Annika Reich lässt uns nach und nach in die Seelen dieser Frauen. Großmutter überrascht alle, als sie verfügt, in einem kargen Sarg im kleinsten Kreis ohne Zeremonie beerdigt zu werden. Nur die ewige Hauswirtschafterin und scheinbar Vertraute war eingeweiht. Haben wir bisher die Geschichte aus der kindlichen Sicht Luises erzählt bekommen, tritt nun ein Strang in der Gegenwart hinzu. Nach und nach trudeln alle Protagonistinnen auf dem Friedhof ein. Und auch unerwartete Gäste stellen sich ein. Und wieder stellt sich heraus: jede von Ihnen trägt intimste Geheimnisse, Verletzungen und Annahmen über die anderen mit sich herum. Und was nun?

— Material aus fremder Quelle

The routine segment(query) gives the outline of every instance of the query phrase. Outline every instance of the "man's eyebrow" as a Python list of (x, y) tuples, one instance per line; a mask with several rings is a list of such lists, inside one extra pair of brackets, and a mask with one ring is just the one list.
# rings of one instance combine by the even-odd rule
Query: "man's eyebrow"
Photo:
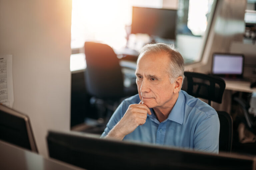
[(147, 75), (147, 76), (150, 77), (155, 77), (156, 78), (157, 78), (158, 77), (158, 76), (157, 76), (156, 75), (151, 75), (151, 74)]
[(138, 76), (138, 75), (141, 75), (139, 73), (135, 73), (135, 75), (136, 75), (136, 76)]

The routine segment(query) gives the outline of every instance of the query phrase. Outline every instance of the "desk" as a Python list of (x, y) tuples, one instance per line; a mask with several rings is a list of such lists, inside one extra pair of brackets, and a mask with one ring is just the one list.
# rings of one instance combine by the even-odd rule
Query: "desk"
[(251, 88), (251, 83), (241, 80), (225, 80), (226, 90), (241, 92), (252, 93), (256, 92), (256, 88)]
[(0, 141), (0, 169), (84, 169)]

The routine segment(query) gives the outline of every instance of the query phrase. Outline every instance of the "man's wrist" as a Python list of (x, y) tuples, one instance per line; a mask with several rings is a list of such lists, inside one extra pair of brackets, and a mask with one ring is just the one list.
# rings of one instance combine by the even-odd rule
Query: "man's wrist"
[(123, 140), (125, 134), (124, 134), (121, 132), (121, 128), (118, 127), (119, 124), (118, 123), (109, 132), (108, 134), (106, 136), (106, 138), (114, 138), (119, 140)]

Die Autorin hat bereits eine Reihe von Romanen geschrieben, hat aber auch Kinderbücher verfasst und arbeitet journalistisch. Und das kommt uns als Leser:innen in diesem Buch nun zugute. Die ganze Schwere dieser Geschichte schildert Reich in einer unauffälligen, teilweise leichten Sprache. Es gibt es fast kabarettistische Wortspiele, die keinen Sarkasmus fehlen lassen, und kindliche Szenen, zum Beispiel als Luise und ihre Freundin Ruth in das geheimnisvolle fünfte Haus auf dem Anwesen einbrechen.

Dazu geistert eine Reihe von emotional aufgeladenen Gegenständen durch die Geschichte: ein paar Perlenohrringe, eine Brosche in Form eines Panthers, ein großes Motorrad. Und auch der See könnte einiges erzählen, wenn er nur könnte.